Collectively, these properties see more than 90 million monthly unique visitors – more than Vice and nearly as much as Vox and Buzzfeed in October – with 60 percent of all traffic coming via mobile device. UPROXX alone has grown more than 180 percent year-over-year, and now reaches 26 million monthly uniques.

But what has contributed most significantly to Woven’s success, according to founder and CEO Scott Grimes, is the company’s proprietary Thred technology platform, which encompasses, publishing, commenting, ad-serving, commerce, and payment. Like so many other new media giants including Buzzfeed, Gawker, and Vox, Woven turns to technology to deliver efficiency at scale. Expect to see additional emphasis on this part of the business now that the company has some real resources to work with.

Woven declined to reveal its revenue figures, but Grimes and President Colin Digiaro, who co-founded MySpace and SGN, say that the company has seen triple-digit year-over-year revenue growth for three years running. The bulk of this income comes from the company’s work with premium brands like Boost Mobile, EA, and Miller/Coors, Sony Pictures, FX, Comedy Central, AT&T, Anheuser Busch, Motorola, and Bacardi, among others to create branded programming and original video.

Woven is in the midst of three new original video series, according to Grimes. The titles and concepts include: “Underbelly,” an exploration of the dark side of sports and the athletes who risk everything for the sports they love; “Uncharted,” taking undiscovered music artists from every genre and breaking them tot he world; and “Luminaries,” a back stage pass into the world of cutting edge science and invention.

Woven reaches more than 5 million men aged 18- to 34-years-old daily, and more than 50 percent of all US men in this target demo each month. The only entertainment properties to reach more young men on a monthly basis are YouTube, CBS Interactive, and Pandora, according to ComScore. As I’ve discussed previously, the parent Woven brand has flown under the radar among many consumers, as the company’s individual online properties continue to gain popularity.

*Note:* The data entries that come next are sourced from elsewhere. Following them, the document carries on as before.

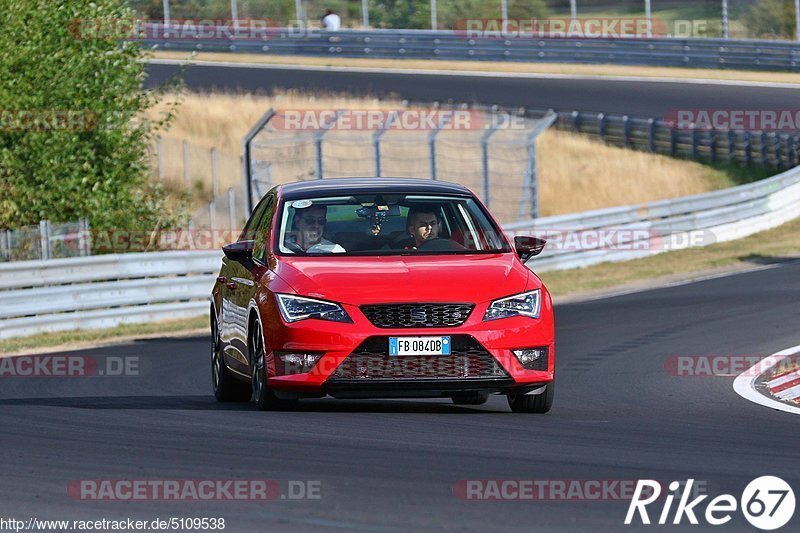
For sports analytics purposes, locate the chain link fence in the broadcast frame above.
[246,108,556,222]
[0,219,91,262]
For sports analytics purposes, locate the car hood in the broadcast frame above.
[275,253,541,305]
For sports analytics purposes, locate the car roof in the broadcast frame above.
[279,178,473,200]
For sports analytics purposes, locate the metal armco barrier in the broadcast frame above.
[0,168,800,339]
[142,28,800,72]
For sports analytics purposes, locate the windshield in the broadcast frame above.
[276,194,511,255]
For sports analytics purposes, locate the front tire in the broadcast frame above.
[211,309,250,402]
[508,381,556,414]
[249,319,297,411]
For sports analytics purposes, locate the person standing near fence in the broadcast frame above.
[322,9,342,31]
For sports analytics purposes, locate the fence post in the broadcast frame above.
[708,130,717,163]
[742,131,753,165]
[728,130,736,161]
[597,113,606,142]
[39,220,50,260]
[428,111,450,180]
[622,115,631,148]
[182,141,189,191]
[481,123,497,207]
[211,148,219,201]
[669,126,678,157]
[0,229,11,261]
[314,109,344,180]
[372,115,394,178]
[228,187,236,231]
[156,136,164,181]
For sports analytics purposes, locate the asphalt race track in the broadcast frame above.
[147,64,798,117]
[0,258,800,532]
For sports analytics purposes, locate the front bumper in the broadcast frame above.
[262,302,555,398]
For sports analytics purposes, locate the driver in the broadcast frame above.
[406,207,439,248]
[286,205,346,254]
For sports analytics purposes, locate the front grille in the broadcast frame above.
[329,335,509,382]
[361,303,475,328]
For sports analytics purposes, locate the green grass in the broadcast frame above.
[0,212,800,354]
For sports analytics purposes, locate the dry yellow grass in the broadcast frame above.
[154,52,800,84]
[148,92,730,221]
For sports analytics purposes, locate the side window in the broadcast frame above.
[239,196,271,241]
[253,195,277,263]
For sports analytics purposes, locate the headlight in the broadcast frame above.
[483,289,542,321]
[276,294,352,322]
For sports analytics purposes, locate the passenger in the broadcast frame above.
[406,207,439,248]
[286,205,346,254]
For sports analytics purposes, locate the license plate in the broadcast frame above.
[389,336,450,355]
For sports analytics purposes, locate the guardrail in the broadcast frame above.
[142,28,800,72]
[526,109,800,168]
[0,162,800,339]
[0,250,222,339]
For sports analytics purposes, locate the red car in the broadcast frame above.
[211,178,555,413]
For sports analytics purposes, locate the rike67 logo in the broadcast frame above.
[625,476,795,531]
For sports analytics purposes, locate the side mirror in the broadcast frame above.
[222,241,253,263]
[514,235,547,263]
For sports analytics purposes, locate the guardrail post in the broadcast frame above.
[182,141,189,191]
[728,130,736,161]
[597,113,607,142]
[39,220,50,260]
[742,131,753,165]
[622,115,631,148]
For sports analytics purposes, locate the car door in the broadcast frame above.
[230,193,275,373]
[219,195,274,375]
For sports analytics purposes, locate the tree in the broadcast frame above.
[0,0,183,230]
[745,0,795,39]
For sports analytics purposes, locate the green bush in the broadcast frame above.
[0,0,184,233]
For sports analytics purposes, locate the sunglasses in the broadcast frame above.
[300,217,328,226]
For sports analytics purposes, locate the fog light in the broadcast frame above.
[275,352,324,376]
[511,346,549,370]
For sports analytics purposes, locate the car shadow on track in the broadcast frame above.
[0,395,505,414]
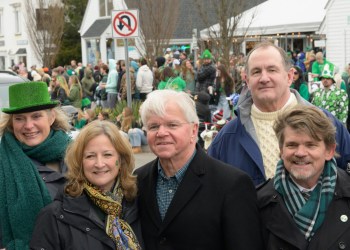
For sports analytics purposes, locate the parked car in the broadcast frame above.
[0,70,28,110]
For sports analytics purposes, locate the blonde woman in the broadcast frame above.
[30,121,142,250]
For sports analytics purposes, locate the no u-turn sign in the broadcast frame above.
[112,10,139,38]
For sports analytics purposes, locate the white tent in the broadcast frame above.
[200,0,327,39]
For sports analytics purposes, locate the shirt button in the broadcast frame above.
[338,241,346,249]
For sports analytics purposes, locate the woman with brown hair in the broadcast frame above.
[30,121,142,250]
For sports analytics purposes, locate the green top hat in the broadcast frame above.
[201,49,212,59]
[319,63,335,82]
[2,82,59,114]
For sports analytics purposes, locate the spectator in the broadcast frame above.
[30,121,142,250]
[258,105,350,250]
[312,64,348,126]
[136,90,263,250]
[0,82,70,249]
[208,42,350,185]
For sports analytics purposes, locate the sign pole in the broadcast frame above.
[124,38,132,108]
[111,10,139,108]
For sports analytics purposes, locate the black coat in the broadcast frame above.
[136,146,263,250]
[30,190,143,250]
[258,168,350,250]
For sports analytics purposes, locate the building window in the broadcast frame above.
[86,39,101,65]
[100,0,113,17]
[12,3,21,34]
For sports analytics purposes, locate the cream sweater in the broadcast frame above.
[251,93,298,179]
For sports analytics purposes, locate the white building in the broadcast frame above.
[200,0,328,53]
[79,0,140,65]
[0,0,42,70]
[319,0,350,72]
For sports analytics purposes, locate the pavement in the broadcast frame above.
[134,146,156,169]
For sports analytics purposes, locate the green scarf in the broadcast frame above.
[0,130,70,250]
[274,158,337,240]
[84,179,141,250]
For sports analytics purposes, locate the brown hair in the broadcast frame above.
[273,104,336,154]
[65,120,137,201]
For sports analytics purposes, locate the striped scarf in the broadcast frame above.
[274,158,337,241]
[84,180,141,250]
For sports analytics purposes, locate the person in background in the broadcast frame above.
[136,58,153,101]
[158,67,186,91]
[290,66,310,101]
[180,59,196,95]
[312,64,348,126]
[97,110,109,121]
[0,82,70,250]
[68,75,83,109]
[196,49,216,95]
[99,59,118,109]
[74,109,96,129]
[51,75,69,105]
[194,91,211,148]
[216,64,234,120]
[135,90,263,250]
[208,42,350,185]
[258,105,350,250]
[30,121,142,250]
[311,51,334,82]
[78,67,95,101]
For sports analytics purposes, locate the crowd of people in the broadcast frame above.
[0,42,350,250]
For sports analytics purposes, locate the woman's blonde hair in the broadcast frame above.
[0,107,71,136]
[65,120,137,201]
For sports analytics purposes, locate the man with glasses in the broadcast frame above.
[136,90,263,250]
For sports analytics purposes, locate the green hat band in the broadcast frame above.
[2,82,59,114]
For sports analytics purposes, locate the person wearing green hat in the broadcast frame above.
[312,64,348,125]
[0,82,70,250]
[196,49,216,95]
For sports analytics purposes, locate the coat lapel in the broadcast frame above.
[140,158,162,228]
[161,147,207,231]
[311,169,350,249]
[259,181,307,249]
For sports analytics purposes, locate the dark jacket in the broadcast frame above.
[208,89,350,185]
[0,159,67,248]
[30,192,142,250]
[136,145,263,250]
[258,168,350,250]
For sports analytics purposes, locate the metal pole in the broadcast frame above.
[124,38,132,108]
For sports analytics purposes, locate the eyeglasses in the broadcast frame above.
[146,122,192,132]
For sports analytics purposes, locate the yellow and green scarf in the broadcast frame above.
[84,180,141,250]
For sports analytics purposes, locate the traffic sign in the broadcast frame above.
[112,10,139,38]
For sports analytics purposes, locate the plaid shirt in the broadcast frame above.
[156,150,197,220]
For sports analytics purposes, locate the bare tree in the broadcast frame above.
[127,0,179,63]
[194,0,257,63]
[24,0,64,66]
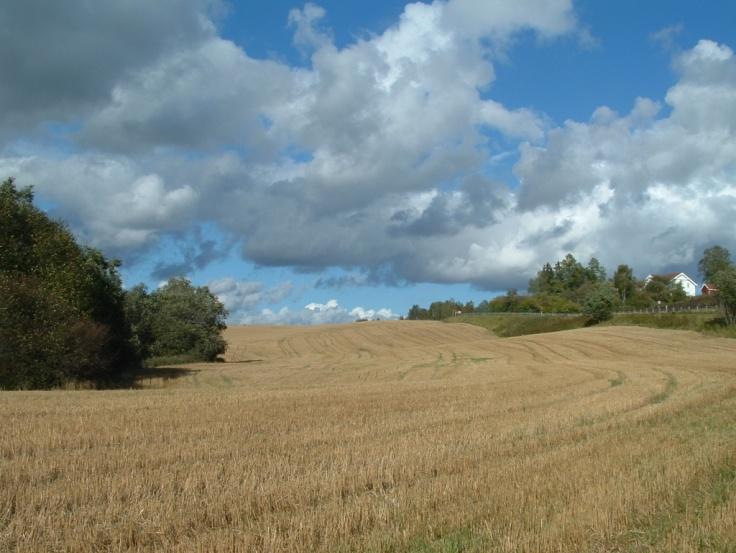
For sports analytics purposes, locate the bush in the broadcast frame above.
[126,278,227,361]
[0,179,135,389]
[583,283,618,323]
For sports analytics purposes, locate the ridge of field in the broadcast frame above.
[0,321,736,553]
[445,311,736,338]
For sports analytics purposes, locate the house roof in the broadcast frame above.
[646,271,697,286]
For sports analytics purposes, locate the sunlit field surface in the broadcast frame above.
[0,321,736,552]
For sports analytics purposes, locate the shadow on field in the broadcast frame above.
[115,367,199,388]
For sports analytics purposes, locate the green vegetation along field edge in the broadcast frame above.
[452,312,736,338]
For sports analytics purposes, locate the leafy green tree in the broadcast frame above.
[613,265,636,304]
[125,284,155,359]
[555,253,589,291]
[529,263,562,294]
[713,266,736,325]
[0,179,136,388]
[583,282,618,323]
[142,278,227,361]
[698,246,731,283]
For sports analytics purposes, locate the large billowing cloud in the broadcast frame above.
[0,0,736,292]
[240,299,398,325]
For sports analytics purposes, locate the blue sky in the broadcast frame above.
[0,0,736,324]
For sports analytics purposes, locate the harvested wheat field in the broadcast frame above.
[0,321,736,552]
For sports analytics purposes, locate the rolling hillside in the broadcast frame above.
[0,321,736,552]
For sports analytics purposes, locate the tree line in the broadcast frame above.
[407,246,736,324]
[0,178,227,389]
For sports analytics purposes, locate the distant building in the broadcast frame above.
[644,273,698,296]
[700,282,718,296]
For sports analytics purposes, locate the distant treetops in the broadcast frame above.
[407,246,736,324]
[0,179,226,389]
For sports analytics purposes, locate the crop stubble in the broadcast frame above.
[0,321,736,552]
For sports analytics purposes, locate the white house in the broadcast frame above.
[644,273,698,296]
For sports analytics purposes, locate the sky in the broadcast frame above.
[0,0,736,324]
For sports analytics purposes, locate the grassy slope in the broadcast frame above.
[448,313,736,338]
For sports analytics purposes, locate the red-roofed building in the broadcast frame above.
[700,282,718,296]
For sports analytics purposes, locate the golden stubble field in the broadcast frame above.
[0,321,736,552]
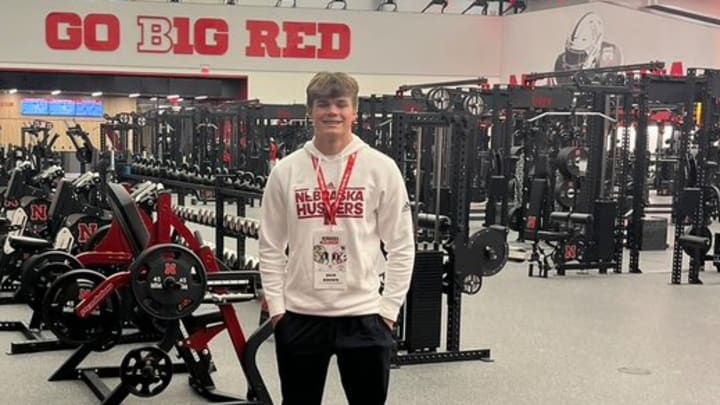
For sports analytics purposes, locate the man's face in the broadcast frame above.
[310,97,357,137]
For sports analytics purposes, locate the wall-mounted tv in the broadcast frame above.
[20,98,48,115]
[20,98,105,118]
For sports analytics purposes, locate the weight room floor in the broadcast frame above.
[0,207,720,405]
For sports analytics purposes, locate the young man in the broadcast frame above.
[260,72,415,405]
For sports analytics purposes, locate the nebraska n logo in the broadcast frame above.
[78,222,97,243]
[30,204,47,222]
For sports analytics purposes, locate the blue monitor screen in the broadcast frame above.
[20,98,48,115]
[48,100,75,117]
[75,101,104,117]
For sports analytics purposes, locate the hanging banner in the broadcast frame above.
[501,3,720,80]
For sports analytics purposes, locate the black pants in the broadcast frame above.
[275,312,394,405]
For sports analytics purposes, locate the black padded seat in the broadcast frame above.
[48,180,74,220]
[5,168,25,200]
[108,183,150,255]
[8,235,53,250]
[536,231,568,242]
[678,235,710,249]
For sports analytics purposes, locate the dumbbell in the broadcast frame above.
[230,216,242,235]
[223,169,235,187]
[250,221,260,238]
[177,163,190,181]
[188,165,203,183]
[165,160,177,180]
[253,175,267,191]
[238,172,255,190]
[225,252,238,270]
[223,214,232,233]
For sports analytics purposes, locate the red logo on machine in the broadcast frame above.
[527,215,537,229]
[137,16,230,55]
[30,204,47,222]
[245,20,350,59]
[45,13,120,52]
[78,222,97,243]
[163,263,177,276]
[565,245,577,260]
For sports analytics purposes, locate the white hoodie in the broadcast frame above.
[260,135,415,320]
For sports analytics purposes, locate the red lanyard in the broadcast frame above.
[312,152,357,225]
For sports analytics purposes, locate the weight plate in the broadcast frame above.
[555,180,578,209]
[20,252,83,311]
[683,227,712,257]
[410,87,425,101]
[427,87,452,111]
[468,228,509,277]
[556,146,588,178]
[42,269,120,345]
[462,274,482,295]
[508,206,523,232]
[463,94,485,117]
[129,244,207,320]
[120,346,173,398]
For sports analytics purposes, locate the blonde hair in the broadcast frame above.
[305,72,359,111]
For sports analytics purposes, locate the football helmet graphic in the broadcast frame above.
[561,12,604,70]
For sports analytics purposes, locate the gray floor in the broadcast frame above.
[0,204,720,405]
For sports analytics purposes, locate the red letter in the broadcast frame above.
[173,17,193,55]
[317,23,350,59]
[283,21,315,59]
[83,14,120,52]
[78,222,97,243]
[137,16,173,53]
[45,13,82,51]
[195,18,229,55]
[245,20,280,58]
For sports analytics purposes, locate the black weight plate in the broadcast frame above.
[555,180,578,209]
[427,87,452,111]
[129,244,207,320]
[463,94,486,117]
[120,346,173,398]
[42,269,120,344]
[556,146,588,178]
[507,206,523,232]
[468,228,509,277]
[82,224,110,252]
[683,227,712,257]
[20,251,83,310]
[462,274,482,295]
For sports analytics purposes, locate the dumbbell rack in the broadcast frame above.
[123,174,262,257]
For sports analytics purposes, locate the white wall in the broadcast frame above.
[248,72,498,104]
[125,0,506,14]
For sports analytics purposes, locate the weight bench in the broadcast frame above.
[67,184,272,404]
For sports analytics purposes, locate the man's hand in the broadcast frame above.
[382,317,395,330]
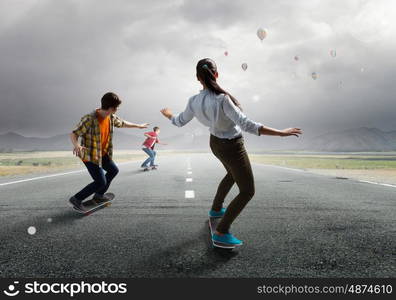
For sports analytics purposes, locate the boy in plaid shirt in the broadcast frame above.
[69,93,148,210]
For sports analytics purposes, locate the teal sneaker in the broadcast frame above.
[208,207,225,218]
[212,233,243,246]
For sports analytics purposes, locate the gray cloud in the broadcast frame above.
[0,0,396,136]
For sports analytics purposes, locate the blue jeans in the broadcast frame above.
[142,148,157,168]
[74,155,118,201]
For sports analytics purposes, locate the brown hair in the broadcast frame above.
[197,58,242,110]
[102,92,121,109]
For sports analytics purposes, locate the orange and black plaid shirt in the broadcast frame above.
[73,110,124,165]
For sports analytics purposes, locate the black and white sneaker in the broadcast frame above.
[92,195,114,204]
[69,196,85,211]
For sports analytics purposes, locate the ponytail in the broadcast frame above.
[197,58,242,110]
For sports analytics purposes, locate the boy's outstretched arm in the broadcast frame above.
[122,121,150,129]
[259,126,302,137]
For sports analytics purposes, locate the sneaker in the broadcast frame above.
[208,207,226,218]
[69,196,85,211]
[212,233,243,246]
[92,195,110,204]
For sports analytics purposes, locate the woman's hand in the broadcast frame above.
[161,108,173,119]
[73,145,87,157]
[280,128,302,137]
[137,123,150,129]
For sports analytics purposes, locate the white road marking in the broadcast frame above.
[185,191,195,198]
[0,161,135,186]
[253,163,307,172]
[358,180,396,187]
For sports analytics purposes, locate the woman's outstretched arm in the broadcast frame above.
[161,98,194,127]
[223,96,302,137]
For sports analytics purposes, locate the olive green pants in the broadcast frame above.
[210,135,255,233]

Although deliberate, this B2B umbrella brand strategy runs counter to that of many new-media giants like Gawker and Vox whose parent brands are largely consumer facing.

“Our parent branding strategy is something we discuss internally all the time,” Grimes says. “But, right now, there's not an immediate need to divert away from our parent corporate brand structure. That was one of our initial challenges during fundraising, but we think keeping Woven as a B2B brand has its own advantages, and IVP agrees.”

With the new financing, Woven plans to double its team from 77 to approximately 150 over the next year – with the bulk of this growth coming in LA, as well as New York. The company will also increase its focus on original editorial and video content production, further develop its Thred platform, and explore further M&A to increase its online reach.

“I didn’t think four or five years ago that a media company like us would ever be able to raise capital from the old guard of Valley VC firms,” Grimes says. “But the way people are looking at media and content today has changed. I think Vice has helped us all, not to mention Buzzfeed and Vox. But we've been doing this for so long without much money, that I’m not worried about keeping everyone motivated and hungry. Even dipping into the red for the first time in a while in recent months while focusing on growth has felt like it’s counter to our DNA. People here want to win, even more so now that IVP is backing us. We don’t want to be that company in their portfolio. I don’t think anyone’s going to get lazy.”